Swainson’s Hawk (Buteo Swainsoni)

Swainson's Hawk, (photo from wikipedia)

Swainson’s Hawk, (photo from wikipedia)

Identifying Them:

They are medium-sized raptors who are part of the Accipitridae family. Red-tailed Hawks (whom are in the same family) look similar to Swainson’s Hawks, although, Red-tailed Hawks are larger in size, with a height of 22-27 inches, while Swainson’s have a height of 17-21 inches. Compared to other medium-sized raptors, Swainson’s Hawks have small talons, which means they hunt smaller prey.


Swainson’s Hawks live mostly in the northwestern area of North America. The hawks usually forage in open habitats like open grasslands, farmlands, or prairies. Swainson’s Hawks search for food (prey) in hay fields, alfalfa fields, or grain crops. In the fall, the hawks migrate to the southern area of South America.


These hawks will hunt, both by soaring over open areas, or by perching on a tree or a fence to scan the ground for prey. Swainson’s Hawks will sometimes compete with Great-horned Owls for nest sites (which is usually on prairies).

Nesting and Nestlings:

Courtship concludes of an elaborate display of circling and steep dives, called display flights. Pairs will nest on trees or shrubs, which are sometimes on large cliffs or slopes. Both genders construct the nest (with females usually doing less work than the male). The nest is made up of large sticks with a little grass and moss.
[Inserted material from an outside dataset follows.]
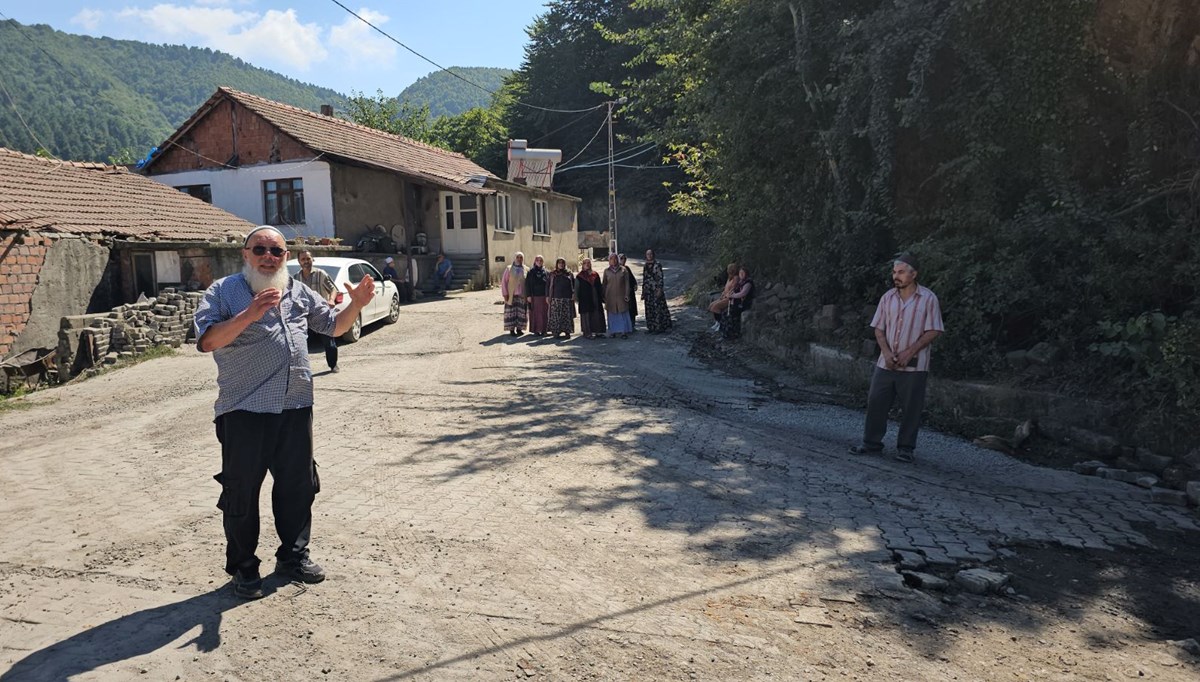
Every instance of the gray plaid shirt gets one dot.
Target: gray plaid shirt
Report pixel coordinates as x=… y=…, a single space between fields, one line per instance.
x=265 y=369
Females lay about 2-3, whitish eggs (usually with red-brown splotches). She incubates her eggs for about 34-35 days, during this time, the male brings her food to eat. At about 27-33 days after hatching, the nestlings start to climb out of their nest to explore the tree limbs. About 11-13 days afterwards, they become fledglings and learn to fly, although they stay near the nest for about 10-20 more days.


Swainson’s Hawks have small talons so they eat small mammals and reptiles like lizards or mice (mostly in early summer) eating mainly relatively large insects in other seasons, like dragonflies, grasshoppers and beetles.